Rechtliche Voraussetzungen für den Erlass eines Haftbefehls waren ein dringender Tatverdacht und ein gesetzlich definierter Haftgrund, z. B. Fluchtverdacht oder Verdunklungsgefahr (§ 112 StPO/1949; § 141 StPO/1952; § 122 StPO/1968) sowie während des Ermittlungsverfahrens ein Antrag des Staatsanwaltes; im Hauptverfahren konnte das Gericht auch ohne Antrag einen Haftbefehl erlassen. Laut einer Richtlinie des Obersten Gerichts der DDR vom 17.10.1962 lag ein Haftgrund auch vor bei "Verbrechen im Auftrag feindlicher Agenturen, bei konterrevolutionären Verbrechen" und "bei anderen schweren Verbrechen".

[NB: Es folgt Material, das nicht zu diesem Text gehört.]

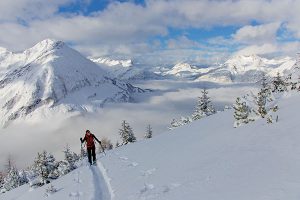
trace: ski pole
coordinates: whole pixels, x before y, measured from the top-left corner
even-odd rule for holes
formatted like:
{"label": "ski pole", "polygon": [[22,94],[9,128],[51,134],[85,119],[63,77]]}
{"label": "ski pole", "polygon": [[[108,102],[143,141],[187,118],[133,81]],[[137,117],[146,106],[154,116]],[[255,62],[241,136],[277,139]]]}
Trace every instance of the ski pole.
{"label": "ski pole", "polygon": [[105,153],[105,151],[104,151],[104,148],[103,148],[103,146],[102,146],[101,142],[99,142],[99,144],[100,144],[100,147],[101,147],[101,149],[102,149],[102,151],[103,151],[104,155],[106,155],[106,153]]}

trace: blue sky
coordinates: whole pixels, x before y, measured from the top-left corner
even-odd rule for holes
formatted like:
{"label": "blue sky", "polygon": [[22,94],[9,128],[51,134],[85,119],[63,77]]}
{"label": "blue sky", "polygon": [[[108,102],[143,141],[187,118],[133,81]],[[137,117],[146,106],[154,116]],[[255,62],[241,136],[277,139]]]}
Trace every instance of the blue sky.
{"label": "blue sky", "polygon": [[166,63],[293,56],[299,9],[297,0],[2,0],[0,46],[22,51],[54,38],[86,56]]}

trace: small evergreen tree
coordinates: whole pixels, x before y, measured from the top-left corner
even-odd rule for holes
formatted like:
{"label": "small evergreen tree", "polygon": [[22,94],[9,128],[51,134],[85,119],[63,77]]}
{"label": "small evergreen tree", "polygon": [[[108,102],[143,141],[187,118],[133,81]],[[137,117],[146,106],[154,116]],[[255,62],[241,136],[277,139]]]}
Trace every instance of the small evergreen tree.
{"label": "small evergreen tree", "polygon": [[199,120],[202,117],[209,116],[216,113],[214,107],[211,104],[208,91],[203,89],[202,96],[198,97],[198,103],[195,107],[195,111],[192,115],[193,120]]}
{"label": "small evergreen tree", "polygon": [[171,121],[171,126],[168,127],[168,128],[169,128],[169,130],[173,130],[173,129],[179,127],[179,126],[182,126],[181,122],[177,121],[176,119],[173,119]]}
{"label": "small evergreen tree", "polygon": [[269,109],[267,108],[267,103],[273,101],[271,87],[267,83],[265,76],[263,76],[263,78],[262,78],[261,89],[257,93],[257,96],[255,96],[254,98],[255,98],[254,103],[257,107],[254,110],[255,113],[258,116],[265,118],[265,116],[267,115],[267,113],[269,111]]}
{"label": "small evergreen tree", "polygon": [[151,128],[150,124],[146,128],[145,138],[146,139],[152,138],[152,128]]}
{"label": "small evergreen tree", "polygon": [[280,76],[280,73],[277,72],[276,77],[272,81],[272,92],[278,93],[284,91],[287,91],[286,83]]}
{"label": "small evergreen tree", "polygon": [[120,145],[119,141],[116,142],[115,148],[118,148]]}
{"label": "small evergreen tree", "polygon": [[54,194],[55,192],[57,192],[57,189],[52,184],[50,184],[50,186],[47,187],[45,190],[45,196],[48,197],[51,194]]}
{"label": "small evergreen tree", "polygon": [[241,99],[238,97],[233,105],[234,109],[234,127],[239,127],[242,124],[247,124],[250,121],[253,121],[249,118],[251,113],[250,108],[247,106],[246,102],[242,102]]}
{"label": "small evergreen tree", "polygon": [[34,161],[33,170],[40,178],[41,185],[49,183],[50,179],[56,179],[60,175],[58,163],[53,155],[48,154],[46,151],[38,153]]}
{"label": "small evergreen tree", "polygon": [[19,175],[17,168],[12,167],[4,178],[3,188],[5,191],[9,191],[25,183],[26,182]]}
{"label": "small evergreen tree", "polygon": [[[114,145],[111,143],[111,141],[109,139],[107,139],[106,137],[101,139],[101,145],[104,150],[111,150],[114,147]],[[102,153],[102,151],[103,151],[102,147],[100,146],[99,153]]]}
{"label": "small evergreen tree", "polygon": [[3,174],[3,172],[0,172],[0,188],[3,185],[3,181],[4,181],[4,174]]}
{"label": "small evergreen tree", "polygon": [[82,160],[86,156],[87,156],[87,151],[86,151],[86,149],[81,144],[81,147],[80,147],[80,159]]}
{"label": "small evergreen tree", "polygon": [[128,144],[136,141],[136,137],[133,134],[132,128],[125,120],[122,122],[121,128],[119,129],[119,134],[121,136],[123,144]]}
{"label": "small evergreen tree", "polygon": [[65,164],[65,170],[64,170],[64,174],[69,173],[70,171],[73,171],[74,169],[76,169],[76,161],[79,160],[79,156],[72,152],[69,145],[67,145],[65,147],[65,150],[63,151],[64,155],[65,155],[65,159],[64,159],[64,164]]}

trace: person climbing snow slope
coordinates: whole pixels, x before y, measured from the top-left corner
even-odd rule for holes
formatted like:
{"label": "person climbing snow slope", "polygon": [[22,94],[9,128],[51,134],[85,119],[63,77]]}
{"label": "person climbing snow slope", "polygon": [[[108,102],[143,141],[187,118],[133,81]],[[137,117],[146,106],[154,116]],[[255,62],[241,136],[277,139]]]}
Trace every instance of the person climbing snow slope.
{"label": "person climbing snow slope", "polygon": [[86,130],[84,138],[80,138],[81,144],[86,142],[86,149],[88,154],[89,163],[96,164],[96,146],[95,140],[100,144],[101,142],[96,138],[94,134],[92,134],[89,130]]}

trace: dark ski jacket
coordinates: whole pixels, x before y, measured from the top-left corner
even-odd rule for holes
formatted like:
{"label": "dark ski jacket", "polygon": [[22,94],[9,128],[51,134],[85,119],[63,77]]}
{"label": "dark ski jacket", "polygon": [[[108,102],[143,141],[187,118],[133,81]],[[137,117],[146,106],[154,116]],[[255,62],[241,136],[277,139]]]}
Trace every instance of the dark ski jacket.
{"label": "dark ski jacket", "polygon": [[[81,138],[80,138],[81,139]],[[92,133],[90,134],[85,134],[84,138],[81,139],[81,143],[86,142],[86,147],[87,148],[93,148],[95,147],[95,141],[99,142],[99,144],[101,144],[101,142],[96,138],[96,136]]]}

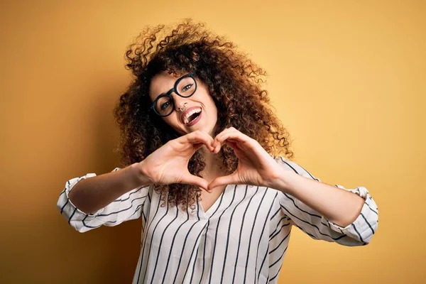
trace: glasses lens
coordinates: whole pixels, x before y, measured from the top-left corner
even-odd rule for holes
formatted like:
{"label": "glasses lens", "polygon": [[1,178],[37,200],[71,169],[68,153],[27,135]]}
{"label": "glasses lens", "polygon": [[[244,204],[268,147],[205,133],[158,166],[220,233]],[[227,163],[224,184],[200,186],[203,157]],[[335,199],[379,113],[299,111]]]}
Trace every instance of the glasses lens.
{"label": "glasses lens", "polygon": [[155,108],[157,114],[160,116],[166,116],[173,111],[173,102],[168,97],[161,97],[157,99]]}
{"label": "glasses lens", "polygon": [[[188,97],[195,92],[196,84],[191,77],[182,78],[176,86],[176,91],[180,96]],[[161,97],[158,99],[155,105],[155,111],[160,116],[167,116],[173,111],[173,102],[169,97]]]}
{"label": "glasses lens", "polygon": [[192,96],[195,92],[195,81],[191,77],[183,77],[178,83],[176,91],[182,97]]}

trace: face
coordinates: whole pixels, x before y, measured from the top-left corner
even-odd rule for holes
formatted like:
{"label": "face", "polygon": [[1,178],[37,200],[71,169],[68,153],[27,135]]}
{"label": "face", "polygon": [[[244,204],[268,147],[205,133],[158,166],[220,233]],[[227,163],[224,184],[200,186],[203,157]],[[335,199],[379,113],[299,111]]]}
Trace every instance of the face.
{"label": "face", "polygon": [[[175,77],[165,71],[157,74],[152,79],[150,85],[149,96],[151,103],[157,97],[165,94],[173,88],[180,77]],[[207,86],[196,77],[195,78],[197,81],[197,90],[194,94],[189,97],[182,97],[175,92],[172,92],[170,96],[175,102],[175,109],[171,114],[163,116],[161,119],[180,135],[185,135],[195,130],[201,130],[212,136],[217,121],[217,108],[209,94]],[[201,109],[199,120],[192,126],[190,124],[190,125],[185,124],[182,115],[185,113],[187,109],[193,106]],[[179,110],[179,108],[183,111]]]}

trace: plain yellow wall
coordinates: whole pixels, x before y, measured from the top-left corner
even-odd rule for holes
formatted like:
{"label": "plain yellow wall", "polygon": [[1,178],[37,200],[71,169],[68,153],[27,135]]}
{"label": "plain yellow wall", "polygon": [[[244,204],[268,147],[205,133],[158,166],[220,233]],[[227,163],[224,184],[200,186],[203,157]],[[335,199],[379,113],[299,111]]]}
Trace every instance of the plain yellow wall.
{"label": "plain yellow wall", "polygon": [[126,45],[147,24],[185,17],[268,72],[297,163],[324,182],[365,186],[378,204],[366,246],[293,228],[280,283],[425,280],[425,1],[342,2],[2,1],[0,282],[131,283],[140,219],[82,234],[56,201],[66,180],[118,165]]}

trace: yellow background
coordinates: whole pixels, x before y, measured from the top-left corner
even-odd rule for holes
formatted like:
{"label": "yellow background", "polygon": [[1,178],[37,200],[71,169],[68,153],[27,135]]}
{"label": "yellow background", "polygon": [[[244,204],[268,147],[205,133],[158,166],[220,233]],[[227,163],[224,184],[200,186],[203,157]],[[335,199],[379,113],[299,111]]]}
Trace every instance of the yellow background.
{"label": "yellow background", "polygon": [[366,246],[293,228],[280,283],[425,280],[425,1],[0,5],[1,283],[131,283],[140,219],[82,234],[56,201],[66,180],[118,165],[112,108],[130,82],[126,45],[147,24],[184,17],[268,72],[295,161],[324,182],[365,186],[378,204]]}

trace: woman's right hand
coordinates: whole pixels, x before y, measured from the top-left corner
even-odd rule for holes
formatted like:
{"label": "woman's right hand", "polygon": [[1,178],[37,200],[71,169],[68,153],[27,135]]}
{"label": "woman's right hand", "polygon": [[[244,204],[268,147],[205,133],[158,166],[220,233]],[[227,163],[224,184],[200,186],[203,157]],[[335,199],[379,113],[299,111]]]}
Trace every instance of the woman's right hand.
{"label": "woman's right hand", "polygon": [[213,141],[209,134],[197,130],[167,142],[140,162],[138,168],[151,183],[190,184],[207,190],[207,181],[190,173],[188,163],[203,145],[213,152]]}

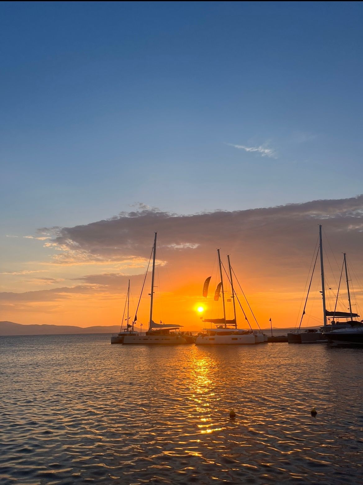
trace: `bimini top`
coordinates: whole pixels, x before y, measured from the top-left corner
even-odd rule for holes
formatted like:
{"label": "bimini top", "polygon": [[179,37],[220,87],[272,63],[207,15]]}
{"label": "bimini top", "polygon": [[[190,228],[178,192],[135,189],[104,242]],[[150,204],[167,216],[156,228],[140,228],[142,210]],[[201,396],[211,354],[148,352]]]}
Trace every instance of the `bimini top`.
{"label": "bimini top", "polygon": [[351,317],[359,317],[358,313],[351,313],[349,311],[330,311],[327,310],[326,315],[327,317],[336,317],[337,318],[350,318]]}
{"label": "bimini top", "polygon": [[180,328],[182,327],[182,325],[172,325],[170,323],[156,323],[155,322],[152,322],[150,326],[150,328],[157,328],[158,330],[162,330],[163,328],[169,328],[169,330],[172,328]]}
{"label": "bimini top", "polygon": [[203,330],[205,332],[213,332],[213,333],[219,334],[223,333],[225,332],[228,332],[229,334],[232,334],[232,333],[241,334],[245,333],[246,332],[250,333],[251,330],[249,330],[248,328],[225,328],[223,327],[222,328],[204,328]]}

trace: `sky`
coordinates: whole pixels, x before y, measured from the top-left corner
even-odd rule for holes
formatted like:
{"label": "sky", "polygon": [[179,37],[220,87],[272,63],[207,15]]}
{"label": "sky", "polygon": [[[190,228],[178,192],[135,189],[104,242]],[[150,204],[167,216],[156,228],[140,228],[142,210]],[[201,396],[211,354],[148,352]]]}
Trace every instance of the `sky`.
{"label": "sky", "polygon": [[299,314],[319,223],[334,264],[350,251],[363,279],[363,13],[2,2],[0,320],[117,323],[154,231],[162,318],[187,327],[196,305],[220,311],[201,300],[217,247],[280,326]]}

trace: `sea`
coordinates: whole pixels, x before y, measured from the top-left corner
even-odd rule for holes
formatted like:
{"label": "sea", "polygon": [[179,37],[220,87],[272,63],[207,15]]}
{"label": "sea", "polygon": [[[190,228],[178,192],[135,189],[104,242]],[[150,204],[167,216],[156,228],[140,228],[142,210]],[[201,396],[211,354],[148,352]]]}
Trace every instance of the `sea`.
{"label": "sea", "polygon": [[0,338],[1,485],[363,483],[363,349],[110,338]]}

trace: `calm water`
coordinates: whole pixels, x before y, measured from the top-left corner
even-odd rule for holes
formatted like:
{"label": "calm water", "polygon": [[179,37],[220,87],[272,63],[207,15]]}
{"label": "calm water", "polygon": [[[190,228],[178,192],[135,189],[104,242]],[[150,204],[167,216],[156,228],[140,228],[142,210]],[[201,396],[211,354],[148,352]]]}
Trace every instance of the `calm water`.
{"label": "calm water", "polygon": [[363,350],[0,340],[1,484],[363,483]]}

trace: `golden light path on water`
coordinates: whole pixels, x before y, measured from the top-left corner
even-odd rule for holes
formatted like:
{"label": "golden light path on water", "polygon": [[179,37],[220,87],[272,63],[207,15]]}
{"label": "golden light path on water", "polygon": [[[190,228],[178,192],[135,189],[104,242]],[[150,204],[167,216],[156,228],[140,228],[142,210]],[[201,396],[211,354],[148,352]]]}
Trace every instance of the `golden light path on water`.
{"label": "golden light path on water", "polygon": [[363,482],[361,349],[109,341],[1,339],[1,485]]}

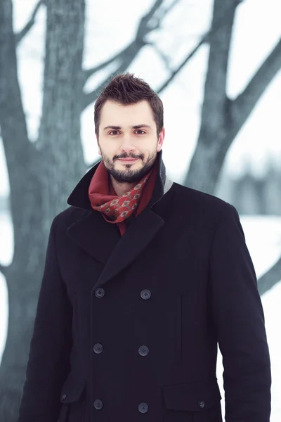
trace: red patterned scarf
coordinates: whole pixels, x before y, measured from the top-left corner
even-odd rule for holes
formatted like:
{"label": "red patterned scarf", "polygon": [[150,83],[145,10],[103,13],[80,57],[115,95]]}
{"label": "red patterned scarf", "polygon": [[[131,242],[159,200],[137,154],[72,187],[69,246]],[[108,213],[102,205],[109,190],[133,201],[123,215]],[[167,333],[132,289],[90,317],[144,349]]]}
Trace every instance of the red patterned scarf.
{"label": "red patterned scarf", "polygon": [[109,182],[108,172],[101,161],[96,170],[89,188],[89,196],[93,210],[100,211],[109,223],[117,223],[121,234],[126,230],[124,220],[136,211],[136,216],[148,204],[154,188],[157,174],[155,166],[131,189],[117,196]]}

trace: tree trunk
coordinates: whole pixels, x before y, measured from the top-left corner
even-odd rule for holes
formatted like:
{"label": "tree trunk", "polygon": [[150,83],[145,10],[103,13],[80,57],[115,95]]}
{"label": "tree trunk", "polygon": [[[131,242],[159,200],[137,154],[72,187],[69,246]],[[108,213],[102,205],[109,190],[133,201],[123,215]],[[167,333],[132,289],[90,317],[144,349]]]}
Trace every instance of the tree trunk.
{"label": "tree trunk", "polygon": [[39,140],[28,139],[17,76],[11,0],[0,2],[0,125],[11,186],[14,256],[6,269],[9,319],[0,366],[0,420],[17,417],[54,216],[83,175],[80,139],[84,0],[48,2]]}

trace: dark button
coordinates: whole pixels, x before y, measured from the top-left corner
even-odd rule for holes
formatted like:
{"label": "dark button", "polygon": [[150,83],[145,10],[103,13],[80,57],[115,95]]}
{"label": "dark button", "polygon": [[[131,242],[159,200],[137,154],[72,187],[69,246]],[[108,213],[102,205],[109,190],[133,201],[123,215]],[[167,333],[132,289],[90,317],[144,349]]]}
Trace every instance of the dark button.
{"label": "dark button", "polygon": [[148,346],[140,346],[140,347],[138,348],[138,353],[140,356],[146,356],[148,354],[148,352],[149,350]]}
{"label": "dark button", "polygon": [[93,351],[95,353],[101,353],[103,350],[103,345],[101,345],[100,343],[96,343],[96,345],[93,345]]}
{"label": "dark button", "polygon": [[148,288],[145,288],[140,292],[140,298],[146,300],[149,299],[151,296],[151,292]]}
{"label": "dark button", "polygon": [[100,410],[100,409],[103,409],[103,403],[101,400],[100,400],[99,399],[96,399],[94,402],[93,402],[93,407],[95,409],[96,409],[97,410]]}
{"label": "dark button", "polygon": [[97,298],[103,298],[105,295],[105,289],[102,287],[98,287],[96,289],[95,295]]}
{"label": "dark button", "polygon": [[147,403],[140,403],[138,404],[138,411],[146,413],[148,411],[148,404]]}

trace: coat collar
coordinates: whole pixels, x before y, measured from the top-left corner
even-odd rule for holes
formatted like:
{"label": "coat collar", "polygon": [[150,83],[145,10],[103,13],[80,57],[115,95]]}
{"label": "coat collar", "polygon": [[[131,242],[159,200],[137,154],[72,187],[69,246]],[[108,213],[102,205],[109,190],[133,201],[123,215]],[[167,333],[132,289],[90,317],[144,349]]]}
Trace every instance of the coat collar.
{"label": "coat collar", "polygon": [[[148,207],[153,206],[171,187],[173,182],[166,177],[166,168],[162,160],[162,151],[157,154],[157,175],[153,193]],[[67,199],[67,204],[84,210],[92,207],[89,198],[89,186],[100,161],[91,167],[76,185]]]}
{"label": "coat collar", "polygon": [[94,288],[104,285],[129,265],[148,247],[165,224],[163,218],[152,207],[168,192],[173,181],[166,177],[162,151],[158,155],[157,175],[151,200],[122,237],[118,227],[107,222],[100,212],[95,211],[91,206],[88,189],[99,162],[82,177],[68,198],[67,203],[70,205],[89,210],[84,213],[81,219],[67,228],[68,236],[105,265]]}

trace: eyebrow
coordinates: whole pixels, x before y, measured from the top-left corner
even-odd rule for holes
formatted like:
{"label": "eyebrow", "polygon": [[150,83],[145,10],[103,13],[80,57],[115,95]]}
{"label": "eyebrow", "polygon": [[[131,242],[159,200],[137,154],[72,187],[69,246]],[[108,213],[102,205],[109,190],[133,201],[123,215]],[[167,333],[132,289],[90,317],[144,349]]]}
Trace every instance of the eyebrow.
{"label": "eyebrow", "polygon": [[[148,127],[148,129],[152,129],[151,126],[150,126],[149,124],[136,124],[135,126],[130,126],[131,129],[141,129],[142,127]],[[114,130],[120,130],[121,126],[105,126],[105,127],[103,128],[103,130],[105,130],[107,129],[113,129]]]}

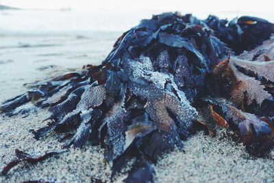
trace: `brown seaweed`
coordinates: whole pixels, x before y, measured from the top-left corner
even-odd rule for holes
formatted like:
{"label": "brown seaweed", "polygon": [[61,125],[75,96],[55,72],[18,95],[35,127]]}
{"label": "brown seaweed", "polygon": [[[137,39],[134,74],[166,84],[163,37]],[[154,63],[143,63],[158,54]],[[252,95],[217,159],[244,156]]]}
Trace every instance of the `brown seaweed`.
{"label": "brown seaweed", "polygon": [[99,66],[29,84],[33,89],[0,110],[11,116],[31,112],[29,102],[49,107],[47,125],[32,130],[36,139],[76,130],[64,147],[100,143],[112,177],[136,157],[140,167],[125,182],[153,181],[150,163],[164,149],[183,148],[198,124],[214,134],[205,121],[239,133],[262,156],[273,147],[273,24],[256,17],[155,15],[124,33]]}

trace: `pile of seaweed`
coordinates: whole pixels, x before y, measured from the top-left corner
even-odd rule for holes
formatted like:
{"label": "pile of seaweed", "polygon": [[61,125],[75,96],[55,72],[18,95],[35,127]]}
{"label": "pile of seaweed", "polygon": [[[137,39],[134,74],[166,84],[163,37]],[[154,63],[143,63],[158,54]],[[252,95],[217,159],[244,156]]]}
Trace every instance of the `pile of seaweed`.
{"label": "pile of seaweed", "polygon": [[[153,181],[157,156],[183,148],[198,129],[225,127],[262,156],[274,146],[273,33],[273,23],[255,17],[155,15],[125,32],[101,64],[28,84],[0,110],[12,116],[32,112],[29,102],[49,107],[47,125],[32,130],[36,139],[76,130],[64,148],[101,144],[112,176],[135,157],[125,182]],[[63,151],[17,150],[2,175]]]}

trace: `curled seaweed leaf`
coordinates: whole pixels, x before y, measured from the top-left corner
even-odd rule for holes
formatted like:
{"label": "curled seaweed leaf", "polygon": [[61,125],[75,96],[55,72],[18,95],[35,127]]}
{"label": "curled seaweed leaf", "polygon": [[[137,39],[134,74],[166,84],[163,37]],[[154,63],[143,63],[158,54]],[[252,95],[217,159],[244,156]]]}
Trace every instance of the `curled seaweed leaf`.
{"label": "curled seaweed leaf", "polygon": [[[264,61],[273,58],[272,40],[261,51],[238,58],[233,53],[253,49],[271,33],[272,23],[255,17],[228,22],[177,12],[155,15],[125,32],[101,64],[27,84],[29,92],[7,100],[0,110],[12,115],[29,103],[49,106],[51,114],[45,121],[50,122],[32,130],[34,138],[72,131],[66,147],[81,147],[89,139],[101,143],[108,150],[112,178],[128,158],[144,159],[126,182],[153,181],[146,160],[154,162],[164,149],[182,148],[193,122],[210,119],[202,115],[227,129],[236,126],[245,145],[253,146],[256,141],[253,147],[262,149],[262,154],[272,147],[272,130],[261,119],[274,116],[273,61]],[[244,60],[250,57],[258,60]],[[206,102],[207,95],[224,95],[240,109]],[[198,113],[205,103],[211,107]]]}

Staatsverbrechen waren im StEG/1957 (§§ 13-27) und in Kapitel 2 des StGB/1968 (§§ 96-111) beschriebene politische Straftaten, die in die Zuständigkeit des MfS als strafrechtliches Untersuchungsorgan (HA IX) fielen, weil eine staatsfeindliche Absicht und/oder eine staatsgefährdende Wirkung unterstellt wurden.
Zu den Staatsverbrechen zählten diktaturspezifisch kodifizierte "klassische" politische Straftaten wie Hochverrat und Spionagedelikte sowie als Meinungs- und Organisationsdelikte definierte Handlungen (Staatsfeindliche Hetze, Staatsfeindliche Gruppenbildung), die in demokratischen Staaten als Ausübung von Grundrechten gelten würden, außerdem unterschiedliche Handlungen oder Unterlassungen, bei denen den Tätern eine staatsfeindlich motivierte Schädigungsabsicht unterstellt wurde (Diversion, Sabotage).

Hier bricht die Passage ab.